Il catalogo della Ván Records è noto per includere band (Verdunkeln su tutte) che non seguono i canonici percorsi battuti dal mondo musicale estremo: una messe di gruppi unici e stimolanti a cui si aggiungono, ora, gli Haxandraok, duo greco-polacco all'esordio sulla lunga distanza. Certo, già il moniker scelto dalla coppia appare di difficile pronuncia, ma il titolo stregonesco dell'album, "Ki Si Kil Ud Da Kar Ra", può competere addirittura alla grande con gli scioglilingua meno amichevoli dell'universo. D'altronde, quando si affrontano tematiche connesse alle tradizioni occulto-misteriche di matrice draconiana, il prezzo da pagare, in termini di oscurità generalizzata, risulta inevitabile.
Nonostante non emerga nulla di veramente nuovo sotto il sole cupo del blackened death più rituale e atmosferico, con Melechesh, Schammasch e sprazzi di Dark Buddha Rising a fungere da mesmerici catalizzatori, Chris Argyros e Marcello Szumowski (Besatt, Devathorn, Inferno), riescono a imbastire una trama sonora decisamente coinvolgente. Arrangiamenti e melodie vengono contrassegnati da suggestivi tratti etnici di sapore mediorientale che, se diventano i soli protagonisti del lungo mantra tribale posto in chiusura del disco ("La Sourciere Rouge"), pervadono comunque l'intero lotto.
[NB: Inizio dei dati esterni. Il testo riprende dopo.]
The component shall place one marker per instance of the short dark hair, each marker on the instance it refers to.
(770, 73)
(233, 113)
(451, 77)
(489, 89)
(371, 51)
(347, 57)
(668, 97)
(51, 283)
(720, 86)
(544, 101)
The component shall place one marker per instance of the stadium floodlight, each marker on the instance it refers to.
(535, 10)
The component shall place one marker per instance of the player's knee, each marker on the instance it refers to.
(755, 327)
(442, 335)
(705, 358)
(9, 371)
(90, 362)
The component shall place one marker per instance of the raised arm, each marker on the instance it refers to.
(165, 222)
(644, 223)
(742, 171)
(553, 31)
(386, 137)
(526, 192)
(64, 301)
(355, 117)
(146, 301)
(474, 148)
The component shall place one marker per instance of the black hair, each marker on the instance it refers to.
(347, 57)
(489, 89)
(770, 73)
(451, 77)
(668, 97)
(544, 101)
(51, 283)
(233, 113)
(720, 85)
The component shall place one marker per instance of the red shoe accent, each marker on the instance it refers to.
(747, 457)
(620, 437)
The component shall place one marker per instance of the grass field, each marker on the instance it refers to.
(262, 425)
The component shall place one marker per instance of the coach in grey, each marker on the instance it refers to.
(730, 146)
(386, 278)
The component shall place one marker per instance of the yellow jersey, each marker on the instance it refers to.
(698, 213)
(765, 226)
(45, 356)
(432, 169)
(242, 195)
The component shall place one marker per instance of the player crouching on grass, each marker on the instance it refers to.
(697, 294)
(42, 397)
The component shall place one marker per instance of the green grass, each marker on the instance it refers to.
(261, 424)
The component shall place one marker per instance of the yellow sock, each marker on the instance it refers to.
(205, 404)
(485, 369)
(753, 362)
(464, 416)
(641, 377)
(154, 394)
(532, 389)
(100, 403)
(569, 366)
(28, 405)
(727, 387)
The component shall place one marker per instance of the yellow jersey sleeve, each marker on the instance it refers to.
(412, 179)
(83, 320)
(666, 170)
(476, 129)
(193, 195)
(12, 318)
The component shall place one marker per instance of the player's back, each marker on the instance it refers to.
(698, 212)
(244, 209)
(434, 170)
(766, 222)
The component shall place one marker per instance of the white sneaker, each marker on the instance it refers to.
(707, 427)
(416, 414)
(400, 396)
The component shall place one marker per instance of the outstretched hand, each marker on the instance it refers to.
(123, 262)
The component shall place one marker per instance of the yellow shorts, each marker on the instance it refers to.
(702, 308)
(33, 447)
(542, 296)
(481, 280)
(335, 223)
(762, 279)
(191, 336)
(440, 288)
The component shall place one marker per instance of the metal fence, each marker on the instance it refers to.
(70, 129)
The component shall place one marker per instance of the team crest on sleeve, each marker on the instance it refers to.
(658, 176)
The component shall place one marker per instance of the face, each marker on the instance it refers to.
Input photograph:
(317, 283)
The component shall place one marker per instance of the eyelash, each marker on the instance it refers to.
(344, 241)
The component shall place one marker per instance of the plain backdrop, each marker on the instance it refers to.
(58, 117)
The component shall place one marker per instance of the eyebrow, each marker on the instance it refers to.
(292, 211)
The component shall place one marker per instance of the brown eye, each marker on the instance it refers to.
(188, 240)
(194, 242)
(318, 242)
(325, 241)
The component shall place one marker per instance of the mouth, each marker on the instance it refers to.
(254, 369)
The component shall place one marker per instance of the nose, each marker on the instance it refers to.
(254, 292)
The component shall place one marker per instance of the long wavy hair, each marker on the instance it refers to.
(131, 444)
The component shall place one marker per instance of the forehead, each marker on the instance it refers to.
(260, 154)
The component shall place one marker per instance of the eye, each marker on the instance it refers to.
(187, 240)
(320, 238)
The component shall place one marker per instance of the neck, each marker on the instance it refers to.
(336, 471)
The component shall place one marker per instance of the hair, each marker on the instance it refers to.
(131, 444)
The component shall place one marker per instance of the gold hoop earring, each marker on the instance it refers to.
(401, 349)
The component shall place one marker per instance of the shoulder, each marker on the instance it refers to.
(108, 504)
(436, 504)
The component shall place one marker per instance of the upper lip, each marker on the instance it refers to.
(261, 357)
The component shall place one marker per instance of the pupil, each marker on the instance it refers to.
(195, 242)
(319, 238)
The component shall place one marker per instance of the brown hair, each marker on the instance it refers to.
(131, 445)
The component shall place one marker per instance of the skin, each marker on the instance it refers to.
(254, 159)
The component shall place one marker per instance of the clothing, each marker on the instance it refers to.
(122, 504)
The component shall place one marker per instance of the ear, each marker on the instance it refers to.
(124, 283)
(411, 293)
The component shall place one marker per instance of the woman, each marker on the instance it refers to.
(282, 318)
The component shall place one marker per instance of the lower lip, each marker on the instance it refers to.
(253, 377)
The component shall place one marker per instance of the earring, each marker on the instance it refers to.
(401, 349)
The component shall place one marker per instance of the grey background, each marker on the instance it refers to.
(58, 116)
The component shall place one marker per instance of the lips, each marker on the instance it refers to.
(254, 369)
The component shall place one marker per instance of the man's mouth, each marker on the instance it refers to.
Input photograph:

Il ritmo, pur intercalato da grezze sezioni in tremolo e invasati blastbeat da cantina, si attesta sul mid-tempo ("The Temptress Of Ud Da Kar Ra", "Lilith Unbound"), mentre altrove le cadenze rallentano ulteriormente, lasciando affiorare lugubri recitativi e residui di mortifero dark ambient ("Ba'al Zel Bul At the Gates Of Nox", "Tower Sub Rosa"): un clima adatto alle cerimonie in onore del Serpente Cosmico raffigurato sulla cover.
Occorre pazienza per assorbire in toto "Ki Si Kil Ud Da Kar Ra" e il suo messaggio: gli Haxandraok, da iniziati al Verbo, si incaricano di decifrarne il contenuto, recandolo in dono agli ignari ascoltatori. Il Sentiero sinistro non concede, però, facili ingressi.